The Lyme Literacy Gap: What the World Believes vs. What the Experts Know
We had 50+ conversations with researchers, medical practitioners, and community members at the International Lyme & Associated Diseases Society Conference (ILADS)—this is what we learned
"I wish I had cancer."
A Lyme and tick-borne disease (Lyme+) specialist from Europe shared this patient's grave response upon receiving their diagnosis, in anticipation of what was yet to come. And while this statement is unfathomable to most, to many in the Lyme community, it might not be so shocking. A jarring statement, it deserves an explanation more than a reaction.
While we're no experts on the European landscape, this statement begins to make sense within the context of the United States' medical system. It’s not because cancer is actually preferable, but because it's recognized.

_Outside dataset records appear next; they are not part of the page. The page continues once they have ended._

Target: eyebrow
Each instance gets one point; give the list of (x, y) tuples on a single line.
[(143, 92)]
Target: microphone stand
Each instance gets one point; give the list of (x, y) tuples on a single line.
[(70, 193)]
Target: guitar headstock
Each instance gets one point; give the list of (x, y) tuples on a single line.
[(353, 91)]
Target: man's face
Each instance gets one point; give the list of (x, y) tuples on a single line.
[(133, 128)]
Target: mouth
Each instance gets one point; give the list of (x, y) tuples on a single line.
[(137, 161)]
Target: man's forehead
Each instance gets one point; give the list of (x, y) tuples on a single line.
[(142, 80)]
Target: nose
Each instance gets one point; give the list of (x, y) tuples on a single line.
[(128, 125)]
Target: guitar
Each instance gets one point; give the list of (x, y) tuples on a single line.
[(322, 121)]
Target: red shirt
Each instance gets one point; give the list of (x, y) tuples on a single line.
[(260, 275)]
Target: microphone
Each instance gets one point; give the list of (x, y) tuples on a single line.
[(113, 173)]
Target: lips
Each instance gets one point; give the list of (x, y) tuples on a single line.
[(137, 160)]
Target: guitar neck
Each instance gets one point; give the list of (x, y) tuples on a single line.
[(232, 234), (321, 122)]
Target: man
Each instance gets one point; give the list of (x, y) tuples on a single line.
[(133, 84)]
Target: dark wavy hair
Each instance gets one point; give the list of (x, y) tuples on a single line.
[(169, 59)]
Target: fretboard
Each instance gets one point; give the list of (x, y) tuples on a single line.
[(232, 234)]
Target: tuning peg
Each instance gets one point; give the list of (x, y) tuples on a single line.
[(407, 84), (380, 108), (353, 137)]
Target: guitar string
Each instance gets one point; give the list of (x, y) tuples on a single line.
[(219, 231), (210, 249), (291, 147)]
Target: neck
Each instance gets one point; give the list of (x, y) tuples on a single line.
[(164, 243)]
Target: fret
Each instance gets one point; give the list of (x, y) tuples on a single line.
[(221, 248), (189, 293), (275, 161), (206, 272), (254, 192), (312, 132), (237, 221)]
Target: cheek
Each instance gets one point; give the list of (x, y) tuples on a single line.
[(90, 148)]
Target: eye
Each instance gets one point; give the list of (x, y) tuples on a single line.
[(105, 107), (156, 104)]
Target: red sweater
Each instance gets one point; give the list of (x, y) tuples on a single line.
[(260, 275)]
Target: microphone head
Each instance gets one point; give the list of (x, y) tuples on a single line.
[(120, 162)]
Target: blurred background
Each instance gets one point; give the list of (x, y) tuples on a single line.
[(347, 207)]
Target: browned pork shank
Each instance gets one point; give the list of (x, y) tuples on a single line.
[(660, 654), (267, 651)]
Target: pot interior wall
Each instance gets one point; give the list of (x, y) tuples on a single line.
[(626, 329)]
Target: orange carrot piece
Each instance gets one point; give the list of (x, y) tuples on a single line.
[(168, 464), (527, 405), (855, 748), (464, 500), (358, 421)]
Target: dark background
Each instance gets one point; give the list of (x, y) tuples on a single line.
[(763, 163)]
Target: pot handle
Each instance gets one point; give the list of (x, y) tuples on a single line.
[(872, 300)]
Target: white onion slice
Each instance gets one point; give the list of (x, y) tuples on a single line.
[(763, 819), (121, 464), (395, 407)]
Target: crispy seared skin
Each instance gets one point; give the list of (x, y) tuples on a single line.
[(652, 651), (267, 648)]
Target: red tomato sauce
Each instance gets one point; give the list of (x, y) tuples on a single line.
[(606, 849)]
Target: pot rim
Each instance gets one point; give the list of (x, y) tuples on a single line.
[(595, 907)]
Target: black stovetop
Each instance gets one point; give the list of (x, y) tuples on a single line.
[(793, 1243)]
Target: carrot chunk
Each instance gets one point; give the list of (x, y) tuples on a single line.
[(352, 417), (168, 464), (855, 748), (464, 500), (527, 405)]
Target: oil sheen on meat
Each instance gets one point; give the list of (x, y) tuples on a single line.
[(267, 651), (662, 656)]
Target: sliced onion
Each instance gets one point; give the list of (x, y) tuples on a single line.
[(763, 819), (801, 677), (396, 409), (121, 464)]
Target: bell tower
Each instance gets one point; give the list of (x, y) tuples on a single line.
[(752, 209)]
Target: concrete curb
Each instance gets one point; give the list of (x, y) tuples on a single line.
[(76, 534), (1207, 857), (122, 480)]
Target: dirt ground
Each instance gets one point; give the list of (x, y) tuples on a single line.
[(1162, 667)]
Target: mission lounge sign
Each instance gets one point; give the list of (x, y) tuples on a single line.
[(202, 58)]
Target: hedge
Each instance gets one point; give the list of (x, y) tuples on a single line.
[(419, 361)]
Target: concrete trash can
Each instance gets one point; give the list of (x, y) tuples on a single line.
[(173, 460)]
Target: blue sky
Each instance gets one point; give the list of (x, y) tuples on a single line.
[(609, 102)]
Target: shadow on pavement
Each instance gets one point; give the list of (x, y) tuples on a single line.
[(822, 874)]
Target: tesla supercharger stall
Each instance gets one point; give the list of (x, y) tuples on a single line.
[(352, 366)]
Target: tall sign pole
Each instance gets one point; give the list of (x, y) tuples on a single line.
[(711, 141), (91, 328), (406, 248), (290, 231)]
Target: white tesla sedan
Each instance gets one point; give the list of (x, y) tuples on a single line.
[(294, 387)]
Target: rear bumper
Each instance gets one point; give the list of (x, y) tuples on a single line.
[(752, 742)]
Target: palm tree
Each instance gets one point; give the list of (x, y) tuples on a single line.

There is a pathway for cancer within Western medical systems. The diagnosis arrives with infrastructure: diagnostic protocols, trained specialists, recognized treatments, reimbursement processes, research funding, and cultural credibility. That patient's statement is jarring for a reason — the "C" word carries societal weight and, to the best of its broken abilities, its systems back it accordingly.
In the U.S. healthcare system, and society as a whole, Lyme+ doesn't have that pathway. In this system we rely on, there are no established diagnostics, specialists, treatments, reimbursement processes, adequate funding, or cultural credibility. And research confirms the systemic burden that so many Lyme+ patients carry.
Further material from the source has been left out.